You are on page 1of 6

STA1007S Lab 5: Conditional probability

SUBMISSION INSTRUCTIONS:

Your answers need to be submitted on Vula.

Go into the Submissions section and click on Lab Session 5 to access the submission form. Please note that
the answers get automatically marked and so have to be in the correct format:

ENTER YOUR ANSWERS TO 2 DECIMAL PLACES UNLESS THE ANSWER IS A ZERO OR AN INTE-
GER (for example if the answer is 0 you just enter 0 and not 0.00, or if the answer is 2 you enter 2 and not 2.00).

DO NOT INCLUDE ANY UNITS (ie meters, mgs, etc).

PROBABILITIES MUST BE BETWEEN 0 AND 1, SO A 50% CHANCE WOULD CORRESPOND TO A


PROBABILITY OF 0.5.

Introduction
In previous labs, we’ve become familiar with the individual variables contained in the Class_Survey2 data
set. The next step is to understand relations between variables. We determine that there is a correlation
between two variables when knowing something about one of them provides information about the other one.
This is an extremely important concept in statistical analysis, since very often we can’t observe the variable
we are interested on, but other variables that provide information about it are readily available. e.g. the type
of vegetation at a site is likely to provide some information about the presence of certain bird species. In
this lab, we’ll keep using the Class_survey2 data set to illustrate how conditional probability can be used to
determine such relations.
You will find that most of the R code necessary to execute the R commands is provided.
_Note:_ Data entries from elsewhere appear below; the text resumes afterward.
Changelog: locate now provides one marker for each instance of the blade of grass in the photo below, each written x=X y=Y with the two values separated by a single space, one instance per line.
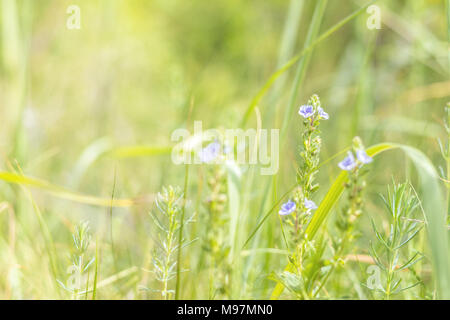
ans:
x=313 y=30
x=61 y=192
x=257 y=98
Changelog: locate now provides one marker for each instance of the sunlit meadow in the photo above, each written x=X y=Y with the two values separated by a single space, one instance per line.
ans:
x=108 y=191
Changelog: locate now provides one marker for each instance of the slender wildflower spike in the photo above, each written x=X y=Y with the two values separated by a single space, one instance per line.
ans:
x=394 y=254
x=306 y=111
x=363 y=157
x=216 y=240
x=310 y=205
x=322 y=114
x=287 y=208
x=81 y=262
x=168 y=222
x=349 y=163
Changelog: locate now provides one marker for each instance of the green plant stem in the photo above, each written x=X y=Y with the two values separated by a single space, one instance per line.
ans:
x=180 y=236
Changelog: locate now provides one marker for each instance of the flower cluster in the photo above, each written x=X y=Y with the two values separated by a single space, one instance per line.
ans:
x=308 y=111
x=350 y=162
x=301 y=205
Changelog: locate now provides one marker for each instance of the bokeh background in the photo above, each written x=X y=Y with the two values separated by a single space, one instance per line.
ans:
x=92 y=110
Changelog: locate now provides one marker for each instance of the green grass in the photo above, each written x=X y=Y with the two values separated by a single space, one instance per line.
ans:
x=88 y=111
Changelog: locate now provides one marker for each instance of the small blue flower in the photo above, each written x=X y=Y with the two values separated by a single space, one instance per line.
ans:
x=287 y=208
x=349 y=163
x=210 y=152
x=306 y=111
x=363 y=157
x=322 y=114
x=310 y=205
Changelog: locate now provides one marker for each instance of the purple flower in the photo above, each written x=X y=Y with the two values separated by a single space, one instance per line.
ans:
x=363 y=157
x=210 y=152
x=348 y=163
x=322 y=114
x=306 y=111
x=287 y=208
x=310 y=205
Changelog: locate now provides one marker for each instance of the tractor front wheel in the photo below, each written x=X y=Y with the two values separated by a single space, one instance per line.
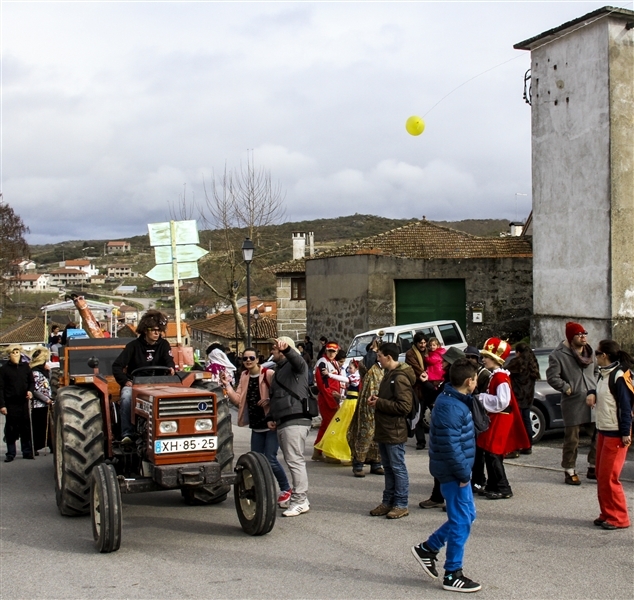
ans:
x=105 y=508
x=255 y=494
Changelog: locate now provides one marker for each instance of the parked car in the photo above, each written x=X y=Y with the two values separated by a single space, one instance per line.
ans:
x=546 y=409
x=447 y=332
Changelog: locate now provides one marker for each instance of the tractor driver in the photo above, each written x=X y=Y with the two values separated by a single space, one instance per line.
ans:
x=150 y=349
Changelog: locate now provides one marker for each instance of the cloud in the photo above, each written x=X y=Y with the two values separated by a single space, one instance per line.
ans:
x=110 y=108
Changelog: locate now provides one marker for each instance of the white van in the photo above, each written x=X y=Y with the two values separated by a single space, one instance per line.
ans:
x=447 y=332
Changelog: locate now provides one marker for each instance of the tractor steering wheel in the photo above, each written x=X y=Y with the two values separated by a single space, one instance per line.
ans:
x=153 y=369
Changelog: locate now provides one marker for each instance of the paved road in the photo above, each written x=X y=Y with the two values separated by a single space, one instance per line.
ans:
x=540 y=544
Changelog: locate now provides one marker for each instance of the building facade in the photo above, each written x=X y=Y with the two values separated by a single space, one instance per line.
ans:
x=582 y=102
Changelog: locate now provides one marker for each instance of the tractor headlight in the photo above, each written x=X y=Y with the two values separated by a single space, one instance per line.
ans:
x=203 y=425
x=168 y=427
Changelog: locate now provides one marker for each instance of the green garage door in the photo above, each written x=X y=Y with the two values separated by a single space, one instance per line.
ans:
x=430 y=300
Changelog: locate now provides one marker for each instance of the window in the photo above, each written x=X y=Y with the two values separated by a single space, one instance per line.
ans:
x=450 y=334
x=298 y=288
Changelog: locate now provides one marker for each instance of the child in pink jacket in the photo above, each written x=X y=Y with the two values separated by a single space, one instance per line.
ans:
x=433 y=361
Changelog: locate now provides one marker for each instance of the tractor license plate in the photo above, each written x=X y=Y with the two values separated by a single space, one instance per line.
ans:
x=191 y=444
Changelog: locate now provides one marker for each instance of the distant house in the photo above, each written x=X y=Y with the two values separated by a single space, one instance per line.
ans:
x=65 y=276
x=127 y=314
x=119 y=271
x=82 y=264
x=34 y=282
x=117 y=247
x=123 y=290
x=28 y=333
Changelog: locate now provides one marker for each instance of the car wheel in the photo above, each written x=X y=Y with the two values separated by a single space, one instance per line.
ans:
x=538 y=423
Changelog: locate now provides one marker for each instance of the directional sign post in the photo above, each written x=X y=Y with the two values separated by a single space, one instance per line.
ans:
x=176 y=255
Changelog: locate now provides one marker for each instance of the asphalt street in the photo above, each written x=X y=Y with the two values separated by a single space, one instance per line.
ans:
x=539 y=544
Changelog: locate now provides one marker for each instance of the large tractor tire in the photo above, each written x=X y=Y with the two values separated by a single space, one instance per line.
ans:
x=224 y=455
x=255 y=494
x=105 y=508
x=79 y=447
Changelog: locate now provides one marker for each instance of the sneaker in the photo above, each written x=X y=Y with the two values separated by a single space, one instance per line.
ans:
x=317 y=455
x=499 y=495
x=457 y=582
x=380 y=511
x=294 y=510
x=427 y=559
x=431 y=504
x=284 y=499
x=397 y=513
This lab is meant to
be practice for you, so even if the code and the output of the code is provided, you are expected to create
your own script, run the pieces of code yourself and check whether the output is what you would expect it to
be. Every now and then, you will be asked to fill in blank pieces of code marked as ---. In addition to “fill
in the code”, you will need to answer other questions for which you must produce plots, run your own code
or explore your data. The questions you need to submit through Vula will appear in the submission boxes.
At any time you might call the function help(), to obtain information from any function you want. E.g. If
you wanted to obtain a description of how the function sample() works, you can at any time type in the
console (bottom left panel in RStudio):
help("sample")

or you can just type:


?sample

You should make it a habit to check the help files of the functions you use for the first time.

1
Start a new R script and import your data
By now, you should already know how to start a new R script in an existing R project and write a few lines
describing what you are going to do. Do this now.
Remember to add a line to clean your working environment and one to double check that your working
directory is correct.
Now, read into R the Class_Survey2 data set and check that it has been read correctly by using the functions:
head(), summary(), etc. We will assume that you named the data frame containing your data classData
and this is how we will refer to it during the lab. It is perfectly fine if you want to call it something else, you
will just need to adapt your code accordingly.
Remember to save your script frequently!

Contingency tables
Remember that in the previous lab, we used the function table() to obtain the frequency of the different
levels of our quantitative variables. This is, how many observations of each level we have in our data frame.
We are now going to use the function table() to cross-tabulate some of the categorical variables. We just
need to pass on an extra argument to the function table(). To explain how this works, let’s see how many
male STA1007S students have blue eyes.
# Produce a table cross-classifying the factors gender and eyes
table(classData$gender, classData$eyes)

##
## Blue Brown Green Hazel Other
## female 27 83 15 8 5
## male 8 39 4 3 1
## No Answer 0 1 0 0 0
## other 1 1 0 0 0
The code above, gives you the cross-tabulation of gender (in the rows) versus eye colour (in the columns). In
other words, it gives you the counts for each combination of factor levels. To answer our question above, we
can now see that there are 8 blue-eyed boys in the class. This type of table is often called a contingency table.

SUBMISSION:
Vula Question 1 How many students in the class have a conservative world view and a tattoo?
Vula Question 2 How many students in the class with a tattoo get 4 or 5 hours of sleep?
Incidentally, the function barplot() will happily accept a table like this and produce a plot.
# Produce a barplot with stacked frequencies of eye colours by gender
barplot(height = table(classData$gender, classData$eyes))

2
100 120
80
60
40
20
0

Blue Brown Green Hazel Other


Life is good. . . The function barplot understands that you want to stack the frequencies in the second row,
on top of the frequencies in the first row. However, you will need to work on it a little bit to produce an
informative legend. We won’t cover this now.
Frequencies are good to start with; however, one often wants to know the proportion of cases that fall into
each group, rather than the absolute numbers. For example, we might want to know what the proportion of
females with hazel eyes is. To obtain a table with proportions in R, we need the function prop.table().
prop.table(), as you may see in its help file, needs a table as input. We could do this in one step, like we
did with the function barplot(), but let’s now do it in two steps: first we create an object, say gender.eyes
and we assign to it a contingency table, like the one we just produced. Then, we pass on this object as an
argument to the prop.table() function.
# Create an object with a table cross-classifying the factors gender and eyes
gender.eyes <- table(classData$gender, classData$eyes)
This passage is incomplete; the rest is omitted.